FTX’s Sam Bankman-Fried apologises to staff, says collateral plummeted by US$51 billion in crypto crash

  • The founder of FTX and Alameda Research outlined in a letter the company’s financial troubles that he said started with the slide of digital assets this year
  • After a sell-off in virtual coins and a ‘run on the bank’, FTX’s collateral was left at US$9 billion, down from US$60 billion, he said

Sam Bankman-Fried, disgraced founder of the now collapsed crypto exchange FTX and trading house Alameda Research, apologised to staff in a letter that outlined a crash in “collateral” to US$9 billion from US$60 billion.

“I didn’t mean for any of this to happen, and I would give anything to be able to go back and do things over again,” he wrote in the message sent to employees on Tuesday and obtained by Bloomberg News.

A slide in digital-asset markets in spring roughly halved collateral to US$30 billion, while liabilities were US$2 billion, he said.

A combination of a credit squeeze, a further sell-off in virtual coins and a “run on the bank” left collateral at US$9 billion ahead of FTX’s November 11 bankruptcy, he wrote.
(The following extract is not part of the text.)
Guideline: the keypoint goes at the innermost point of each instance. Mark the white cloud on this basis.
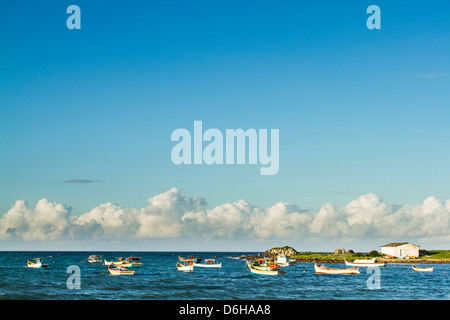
(171, 215)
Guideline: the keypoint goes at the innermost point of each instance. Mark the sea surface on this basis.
(159, 279)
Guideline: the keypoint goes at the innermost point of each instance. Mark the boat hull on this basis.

The estimate for liabilities had reached US$8 billion by then, he said.

Singapore’s Temasek writes down US$275 million investment in FTX

“I did not realise the full extent of the margin position, nor did I realise the magnitude of the risk posed by a hyper-correlated crash,” Bankman-Fried said. He didn’t give exact details on the make-up of the collateral or the liabilities.

FTX and Alameda Research, both one-time pillars of the crypto market, unravelled with astonishing speed this month. Flows of money between a tangled web of FTX-related entities are at the heart of whether the exchange misappropriated customer funds.

The bankruptcy proceedings so far have painted a picture of a business with unusually lax documentation and financial controls, with payment requests approved by emojis in chat rooms and FTX funds used to buy homes and other personal items for employees and advisers.

Bankman-Fried wrote that “potential interest in billions of dollars of funding came in roughly eight minutes after I signed the Chapter 11” documents.

While he argued that could have helped save FTX and return “large value” to customers, the court filings point to a chaotic organisation with deep problems.